For the first time, researchers have identified the genetic mechanism underlying the protective role zinc has for type 2 diabetes and the fatty liver disease associated with the condition. The findings advance our understanding of metabolism and open the door to developing a novel diabetes treatment.
Zinc helps with immune function, cell growth and division, DNA synthesis, and metabolism. Given its importance, our bodies have evolved mechanisms to maintain zinc levels. One such mechanism involves the Solute Carrier Family 39, Member 5 (SLC39A5) gene, which encodes a protein belonging to the family of zinc transporters that transport zinc into cells.
Previous studies have found a link between zinc and improved blood glucose levels in diabetics, but the ‘how’ was not fully understood, prompting researchers to explore the mechanism underpinning it, starting with SLC39A5.
“We know that increasing zinc intake improves blood glucose control in people with prediabetes or type 2 diabetes, and people with a mutation in a key zinc transporter protein have reduced risk of diabetes,” said Shek Man Chim, the study’s lead author. “However, the mechanism for how zinc influences systemic blood glucose levels and diabetes risk remains unclear.”
The researchers performed a meta-analysis of four European and US studies looking at loss-of-function mutations in SLC39A5 among more than 62,000 diabetics and more than 518,000 healthy controls. This confirmed that circulating zinc levels in carriers of the SLC39A5 mutation were elevated and associated with a decreased risk of diabetes.
Having identified this link, the researchers knocked out the SLC39A5 gene in mice so that they lacked the zinc transporter protein. They found that the mice had elevated circulating (blood) zinc levels, observing an increase of around 280% in female mice and around 227% in males compared to controls. Levels were significantly higher in the tissues, too, especially the liver, bone, kidneys, and brain, but lower in the pancreas. The elevated zinc levels did not negatively affect kidney or liver function in the mice.

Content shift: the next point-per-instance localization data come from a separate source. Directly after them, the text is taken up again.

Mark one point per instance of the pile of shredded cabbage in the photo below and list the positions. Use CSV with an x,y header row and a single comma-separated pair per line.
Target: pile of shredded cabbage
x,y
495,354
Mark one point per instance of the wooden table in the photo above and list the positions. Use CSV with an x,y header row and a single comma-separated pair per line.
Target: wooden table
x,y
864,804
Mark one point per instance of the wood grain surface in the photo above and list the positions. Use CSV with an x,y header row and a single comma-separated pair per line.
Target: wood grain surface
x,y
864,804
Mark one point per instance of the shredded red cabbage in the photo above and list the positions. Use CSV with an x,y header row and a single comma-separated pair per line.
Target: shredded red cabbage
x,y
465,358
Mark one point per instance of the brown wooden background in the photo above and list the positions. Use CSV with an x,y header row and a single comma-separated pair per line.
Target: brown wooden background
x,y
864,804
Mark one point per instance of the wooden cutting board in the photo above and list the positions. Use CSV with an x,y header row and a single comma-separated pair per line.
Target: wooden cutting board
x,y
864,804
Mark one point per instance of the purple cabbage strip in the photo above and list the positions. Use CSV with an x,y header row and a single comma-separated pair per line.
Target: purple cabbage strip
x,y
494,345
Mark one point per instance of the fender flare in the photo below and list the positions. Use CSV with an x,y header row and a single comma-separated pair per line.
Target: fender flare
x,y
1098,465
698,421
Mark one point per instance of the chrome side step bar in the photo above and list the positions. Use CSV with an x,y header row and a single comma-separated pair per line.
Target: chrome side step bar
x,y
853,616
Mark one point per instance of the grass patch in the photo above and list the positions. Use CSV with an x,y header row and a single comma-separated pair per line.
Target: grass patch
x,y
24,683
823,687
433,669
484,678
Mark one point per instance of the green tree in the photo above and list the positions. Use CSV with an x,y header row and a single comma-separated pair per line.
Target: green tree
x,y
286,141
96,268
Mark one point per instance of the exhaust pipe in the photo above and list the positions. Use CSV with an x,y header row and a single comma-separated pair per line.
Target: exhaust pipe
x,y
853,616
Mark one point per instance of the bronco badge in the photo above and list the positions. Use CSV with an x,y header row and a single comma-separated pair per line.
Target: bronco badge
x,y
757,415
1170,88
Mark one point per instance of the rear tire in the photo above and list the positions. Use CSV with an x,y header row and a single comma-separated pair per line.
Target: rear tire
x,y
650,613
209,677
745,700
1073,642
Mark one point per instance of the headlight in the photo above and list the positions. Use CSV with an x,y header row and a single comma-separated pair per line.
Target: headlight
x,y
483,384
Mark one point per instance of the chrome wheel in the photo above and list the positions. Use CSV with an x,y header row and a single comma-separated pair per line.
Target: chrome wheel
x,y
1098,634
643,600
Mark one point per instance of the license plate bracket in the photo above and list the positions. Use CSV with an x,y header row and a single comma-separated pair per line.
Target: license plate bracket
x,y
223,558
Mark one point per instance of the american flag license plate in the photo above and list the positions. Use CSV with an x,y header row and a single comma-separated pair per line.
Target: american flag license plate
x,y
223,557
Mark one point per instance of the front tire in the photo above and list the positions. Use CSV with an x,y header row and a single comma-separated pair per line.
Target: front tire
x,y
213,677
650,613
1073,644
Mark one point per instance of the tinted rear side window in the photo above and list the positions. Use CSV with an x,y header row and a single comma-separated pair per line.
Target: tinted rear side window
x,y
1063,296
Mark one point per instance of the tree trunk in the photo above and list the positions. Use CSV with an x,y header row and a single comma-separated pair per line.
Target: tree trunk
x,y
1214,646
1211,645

After challenging the knockout mice with a high-fat, high-fructose diet to induce obesity, the researchers saw a significant reduction in fasting glucose compared to control mice fed the same diet. Loss of SLC39A5 also resulted in reduced insulin resistance, a hallmark of diabetes where tissues fail to respond to insulin signals designed to get glucose to be taken up by the cells.

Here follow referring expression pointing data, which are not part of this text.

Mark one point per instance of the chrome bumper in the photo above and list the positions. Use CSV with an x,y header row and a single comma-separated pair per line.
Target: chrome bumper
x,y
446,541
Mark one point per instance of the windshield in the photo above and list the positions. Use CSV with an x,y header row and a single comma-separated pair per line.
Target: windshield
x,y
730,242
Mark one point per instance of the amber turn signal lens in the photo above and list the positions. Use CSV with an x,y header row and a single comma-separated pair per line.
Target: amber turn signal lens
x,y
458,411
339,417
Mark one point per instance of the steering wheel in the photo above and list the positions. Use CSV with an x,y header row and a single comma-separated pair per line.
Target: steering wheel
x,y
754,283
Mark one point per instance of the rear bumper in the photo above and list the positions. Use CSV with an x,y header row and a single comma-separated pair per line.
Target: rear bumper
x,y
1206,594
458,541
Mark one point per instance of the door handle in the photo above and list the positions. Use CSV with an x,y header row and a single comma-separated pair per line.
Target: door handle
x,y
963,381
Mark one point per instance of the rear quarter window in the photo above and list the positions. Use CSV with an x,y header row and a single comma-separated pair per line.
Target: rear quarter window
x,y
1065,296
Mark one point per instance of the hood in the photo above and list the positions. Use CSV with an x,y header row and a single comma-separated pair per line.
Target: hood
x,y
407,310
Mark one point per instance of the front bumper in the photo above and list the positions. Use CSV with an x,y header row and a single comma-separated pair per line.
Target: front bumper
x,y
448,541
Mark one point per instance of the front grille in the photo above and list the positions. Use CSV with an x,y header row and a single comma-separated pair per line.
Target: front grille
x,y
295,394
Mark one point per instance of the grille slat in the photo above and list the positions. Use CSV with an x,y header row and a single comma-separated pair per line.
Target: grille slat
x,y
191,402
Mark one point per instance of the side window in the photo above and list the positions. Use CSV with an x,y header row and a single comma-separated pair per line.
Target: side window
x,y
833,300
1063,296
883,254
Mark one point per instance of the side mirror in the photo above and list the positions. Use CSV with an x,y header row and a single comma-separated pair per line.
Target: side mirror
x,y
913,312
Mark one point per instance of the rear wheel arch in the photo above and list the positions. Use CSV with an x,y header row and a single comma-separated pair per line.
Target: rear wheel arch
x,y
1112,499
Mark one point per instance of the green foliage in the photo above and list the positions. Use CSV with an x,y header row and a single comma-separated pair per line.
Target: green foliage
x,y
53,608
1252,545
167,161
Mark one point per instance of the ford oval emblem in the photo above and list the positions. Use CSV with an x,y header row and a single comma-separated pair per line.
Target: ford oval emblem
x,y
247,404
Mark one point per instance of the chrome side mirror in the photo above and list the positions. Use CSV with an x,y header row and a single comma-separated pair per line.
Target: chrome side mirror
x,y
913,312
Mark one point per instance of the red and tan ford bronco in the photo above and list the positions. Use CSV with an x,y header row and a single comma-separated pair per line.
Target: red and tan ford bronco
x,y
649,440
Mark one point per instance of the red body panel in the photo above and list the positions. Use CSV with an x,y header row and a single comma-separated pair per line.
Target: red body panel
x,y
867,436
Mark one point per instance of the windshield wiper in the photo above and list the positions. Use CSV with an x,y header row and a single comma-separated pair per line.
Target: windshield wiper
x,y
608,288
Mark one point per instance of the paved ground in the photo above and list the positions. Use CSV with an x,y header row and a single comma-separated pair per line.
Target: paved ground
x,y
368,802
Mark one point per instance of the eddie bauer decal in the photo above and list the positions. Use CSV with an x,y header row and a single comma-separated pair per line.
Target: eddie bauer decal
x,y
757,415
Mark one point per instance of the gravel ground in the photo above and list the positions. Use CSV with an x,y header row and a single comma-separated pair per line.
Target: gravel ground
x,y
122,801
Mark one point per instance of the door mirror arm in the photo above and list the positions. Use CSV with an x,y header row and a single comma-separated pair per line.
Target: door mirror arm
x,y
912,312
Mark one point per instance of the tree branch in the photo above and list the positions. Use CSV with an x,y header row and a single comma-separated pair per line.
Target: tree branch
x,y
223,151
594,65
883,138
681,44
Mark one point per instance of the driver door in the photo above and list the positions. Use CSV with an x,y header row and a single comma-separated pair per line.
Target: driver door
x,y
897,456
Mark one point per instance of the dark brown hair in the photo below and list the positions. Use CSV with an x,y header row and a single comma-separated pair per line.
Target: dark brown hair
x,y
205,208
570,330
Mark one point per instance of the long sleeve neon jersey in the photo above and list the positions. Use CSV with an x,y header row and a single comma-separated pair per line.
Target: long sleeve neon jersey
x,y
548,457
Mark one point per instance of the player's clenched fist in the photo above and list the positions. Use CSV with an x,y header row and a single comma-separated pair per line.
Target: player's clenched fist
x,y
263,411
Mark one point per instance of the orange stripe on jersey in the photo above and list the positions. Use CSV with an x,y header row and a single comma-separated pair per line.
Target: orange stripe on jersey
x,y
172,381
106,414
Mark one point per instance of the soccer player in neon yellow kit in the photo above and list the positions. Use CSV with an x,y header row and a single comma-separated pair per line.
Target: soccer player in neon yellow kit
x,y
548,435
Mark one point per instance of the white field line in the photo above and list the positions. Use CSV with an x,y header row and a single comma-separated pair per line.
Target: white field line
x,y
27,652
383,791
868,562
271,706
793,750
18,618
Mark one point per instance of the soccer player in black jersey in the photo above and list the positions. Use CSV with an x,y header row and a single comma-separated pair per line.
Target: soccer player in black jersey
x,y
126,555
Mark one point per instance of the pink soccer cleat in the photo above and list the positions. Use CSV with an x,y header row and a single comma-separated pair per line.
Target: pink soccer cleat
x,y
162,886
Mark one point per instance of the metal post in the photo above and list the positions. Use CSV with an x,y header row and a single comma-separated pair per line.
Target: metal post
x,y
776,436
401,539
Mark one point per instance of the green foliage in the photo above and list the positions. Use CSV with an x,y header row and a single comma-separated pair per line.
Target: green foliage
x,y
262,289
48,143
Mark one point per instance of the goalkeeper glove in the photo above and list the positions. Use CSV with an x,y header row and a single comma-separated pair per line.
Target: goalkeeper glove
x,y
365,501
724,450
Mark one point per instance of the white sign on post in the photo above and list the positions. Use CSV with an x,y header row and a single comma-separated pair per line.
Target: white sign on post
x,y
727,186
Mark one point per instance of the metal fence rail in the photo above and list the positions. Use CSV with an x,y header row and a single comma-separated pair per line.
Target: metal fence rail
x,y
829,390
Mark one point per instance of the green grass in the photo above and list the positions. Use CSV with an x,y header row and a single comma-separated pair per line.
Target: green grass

Because diabetes often coincides with non-alcoholic fatty liver disease (NAFLD), the researchers examined whether knocking out SLC39A5 benefits the liver, too. They found that it did: mice without the gene had less build-up of fat in the liver and fewer blood markers of liver damage. In obese mice without SLC39A5, the researchers observed less fat accumulation in the liver and improved insulin sensitivity compared to controls.

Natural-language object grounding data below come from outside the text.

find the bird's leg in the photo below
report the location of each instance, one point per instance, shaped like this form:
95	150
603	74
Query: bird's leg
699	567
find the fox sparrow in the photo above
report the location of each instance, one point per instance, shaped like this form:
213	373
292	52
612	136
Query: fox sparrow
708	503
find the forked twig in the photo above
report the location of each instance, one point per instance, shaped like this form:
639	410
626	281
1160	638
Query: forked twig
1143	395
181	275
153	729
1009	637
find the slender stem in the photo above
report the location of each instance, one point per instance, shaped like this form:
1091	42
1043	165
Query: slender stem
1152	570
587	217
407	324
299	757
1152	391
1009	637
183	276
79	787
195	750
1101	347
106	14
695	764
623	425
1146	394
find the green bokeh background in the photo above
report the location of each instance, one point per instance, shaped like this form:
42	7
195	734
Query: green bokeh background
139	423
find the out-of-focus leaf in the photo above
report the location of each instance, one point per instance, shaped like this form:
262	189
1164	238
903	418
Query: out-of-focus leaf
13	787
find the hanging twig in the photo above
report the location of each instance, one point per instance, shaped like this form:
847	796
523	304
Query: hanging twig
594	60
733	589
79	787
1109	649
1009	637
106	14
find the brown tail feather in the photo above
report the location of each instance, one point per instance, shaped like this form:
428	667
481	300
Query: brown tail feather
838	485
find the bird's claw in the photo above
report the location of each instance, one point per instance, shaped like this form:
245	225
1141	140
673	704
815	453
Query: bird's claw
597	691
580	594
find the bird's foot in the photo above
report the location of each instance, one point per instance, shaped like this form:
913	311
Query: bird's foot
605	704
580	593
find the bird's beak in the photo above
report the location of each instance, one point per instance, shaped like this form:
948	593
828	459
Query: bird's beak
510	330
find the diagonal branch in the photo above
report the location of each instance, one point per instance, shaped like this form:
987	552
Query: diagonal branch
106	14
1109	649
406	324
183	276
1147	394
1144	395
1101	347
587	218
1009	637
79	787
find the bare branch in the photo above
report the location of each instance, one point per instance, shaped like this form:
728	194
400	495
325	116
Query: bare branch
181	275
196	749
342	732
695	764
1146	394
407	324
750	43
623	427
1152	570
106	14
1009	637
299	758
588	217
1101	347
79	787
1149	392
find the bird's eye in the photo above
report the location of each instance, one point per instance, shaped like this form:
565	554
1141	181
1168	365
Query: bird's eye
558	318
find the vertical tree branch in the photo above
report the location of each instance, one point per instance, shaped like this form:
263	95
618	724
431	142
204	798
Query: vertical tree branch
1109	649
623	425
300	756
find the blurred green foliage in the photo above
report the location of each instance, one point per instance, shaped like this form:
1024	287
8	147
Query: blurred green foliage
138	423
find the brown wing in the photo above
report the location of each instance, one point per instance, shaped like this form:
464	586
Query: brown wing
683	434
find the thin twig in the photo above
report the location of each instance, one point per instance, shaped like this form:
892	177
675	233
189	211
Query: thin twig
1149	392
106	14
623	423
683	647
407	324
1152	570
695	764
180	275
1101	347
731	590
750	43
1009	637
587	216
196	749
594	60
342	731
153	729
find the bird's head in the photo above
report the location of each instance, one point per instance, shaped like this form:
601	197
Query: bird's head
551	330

NAFLD can progress to an advanced form called non-alcoholic steatohepatitis (NASH), which causes liver inflammation and tissue scarring (fibrosis). The researchers found that removing SLC39A5 in obese mice led to reduced liver damage markers and fasting blood glucose and improved inflammation and fibrosis.
“Our study provides for the first time genetic evidence demonstrating the protective role of zinc against high blood sugar and unravels the mechanistic basis underlying this effect,” said Harikiran Nistala, a corresponding author. “Our observations suggest that blocking SLC39A5 could be a potential therapeutic avenue for type 2 diabetes and other indications where zinc supplementation alone is inadequate.”
The study was published in the journal Genetics and Genomics.